In reality, brand relationships are built or eroded at every touchpoint. Each one is a brand deposit or a brand withdrawal, and increasingly, these touchpoints are simultaneously online and offline. It’s the norm to check a price while in a store, post an Instagram photo of a new outfit from the dressing room, or locate an item in a warehouse store by following a mobile map. I’ll admit as a thirtysomething male that I’ve done all three (some more than others). Retailers are learning to ensure that every experience is a brand deposit, regardless of the so-called ‘channel.’

The Value of Frontline Staff

Frontline staff, particularly hourly employees, have often been viewed as replaceable resources. High employee churn was accepted as a natural cost of doing business and, as long as companies could quickly backfill positions, operations would continue as normal. They were rarely seen as part of the brand equation.

But these employees now define a large piece of the customer experience. They’re no longer simply cashiers, but are instead brand ambassadors who, at worst, help customers complete transactions and, at best, guide them to make better decisions and make them feel valued.

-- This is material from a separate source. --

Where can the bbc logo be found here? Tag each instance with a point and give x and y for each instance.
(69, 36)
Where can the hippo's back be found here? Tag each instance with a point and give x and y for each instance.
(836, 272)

One big example: Kohl’s now permits employees to use their personal devices to access the Kohl’s app on the store floor. Helping customers find inventory, access offers, or even order products for delivery prevail over the (overblown) risks of allowing personal device access while on the clock. This is what happens when customers are more important than lawyers.

In-store associates are a critical component of the total brand experience, and technology is a critical component of their success. Investing in those employees to reduce turnover and increase engagement can only result in an improved customer experience. The NRF expo had lots of exciting new technologies in this department, Inkling among them.

Bringing Managers onto the Floor

In at least five separate customer meetings, I heard leaders lament the issue of store managers trapped in an ocean of paperwork. As directives and projects from HQ have grown in number, managers have found themselves tethered to a PC in the back, rather than on the floor with staff and customers. Retailers want to reverse this trend.

For obvious reasons, mobile technology holds this promise. Across the event, vendors are offering novel approaches to device deployment, new software applications to manage communications with staff, and real-time data for everyone to drive visibility and accountability. This shift is real: managers are coming out of the dark and into the light of working with staff to drive revenue, rather than push paper.

Final Thoughts

The shift in the retail mindset away from piecemeal interactions toward a unified customer experience begs for mobile enablement of managers and employees across the hierarchy. Enabling the frontline workforce to communicate, collaborate, and coordinate their day-to-day tasks will bring an efficiency to operations that translates directly to better customer service and brand relationships.

Without mobile tech, we’ll never realize the dream of a workforce integrated with the total brand experience we’re crafting for our customers. And this year’s NRF showed that the industry, at last among the category winners, is seeing it this way, too.